Cependant, une alimentation équilibrée et saine pendant le Ramadan joue un rôle important dans l’amélioration des performances. Les champions sportifs ne peuvent y parvenir s’ils n’obtiennent pas des quantités suffisantes de calories, de glucides, de liquides, de protéines, de fer et d’autres vitamines et minéraux nécessaires.
2- Comment peut-on déterminer la quantité et les besoins en composants alimentaires d’un athlète?
Le régime alimentaire est déterminé en fonction du programme d’entraînement et du type de sport pratiqué, sachant qu’il y a des entraînements d’ordre tactique et d’autres qui portent essentiellement sur la condition physique. Ces derniers nécessitent plus d’efforts et une consommation de calories plus grande en comparaison avec l’effort dépensé lors des séances d’entraînement tactiques.

L’objectif de l’alimentation durant l’entraînement est de stocker les composants alimentaires pour avoir de l’énergie, de pouvoir récupérer ce que le corps a déjà consommé et surtout afin d’éviter les blessures. Une alimentation déséquilibrée, composée de sucres artificiels en grande quantités par rapport aux besoins réels du corps, augmente le risque de blessures musculaires.

Le fait de bénéficier de périodes de sommeil continues et calmes la nuit est essentiel pour réorganiser l’énergie et renforcer l’endurance du corps. Les exercices, à eux seuls, ne sont pas suffisants pour améliorer les performances de l’athlète et développer son niveau.

Cependant, il faut éviter de pratiquer le sport matin et après-midi pendant la période du jeûne, en raison de la déshydratation et de la diminution du taux de glycémie dans le corps qui en résultent. Il vaut mieux faire les exercices avant le coucher du soleil à une heure ou deux de la rupture du jeûne.
3- Quel repas conseillez-vous aux sportifs pour la rupture du jeûne et le Shour?
Le repas adéquat pour rompre le jeûne varie en fonction de l’horaire des séances d’entraînement. Si la rupture du jeûne vient après l’entraînement elle permet au corps de récupérer ce qu’il a perdu, alors que si elle précède l’entraînement elle prépare le corps à l’exercice et devrait se procurer certains des principaux ingrédients, notamment des sucres rapides et des vitamines et des minéraux, mais pas en grande quantité pour ne pas affecter les processus digestifs.

En revanche, il faut faire attention au repas du Shour, car c’est le repas le plus important après celui de la rupture du jeûne, puisqu’il permet à l’athlète de conserver son stock en composants alimentaires. Il est également préférable que le Shour soit composé de glucides tels que le pain entier ou « Sfouf (Sellou) », d’un produit laitier, d’huile d’olive, de miel, de dattes et de fruits secs en plus de l’eau. Ceci diffère selon le type de sport, car il n’existe pas un régime alimentaire général applicable à tous les sports, mais il existe des règles alimentaires générales.

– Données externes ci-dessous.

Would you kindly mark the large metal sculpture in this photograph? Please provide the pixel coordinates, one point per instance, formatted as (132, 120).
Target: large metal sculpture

Je réfute les rumeurs et les déformations qui disent qu’une bonne nutrition est coûteuse, étant donné que plusieurs aliments sont à la fois nutritifs et économiques, tels que les légumes, les fruits de saison et les légumineuses, ainsi que l’huile d’olive et les dattes, qui font partie des aliments importants pour un sportif en raison de leurs bienfaits pour le corps et aussi de leurs prix appropriés. En conclusion, il n’y a pas un aliment complet, mais les aliments se complètent.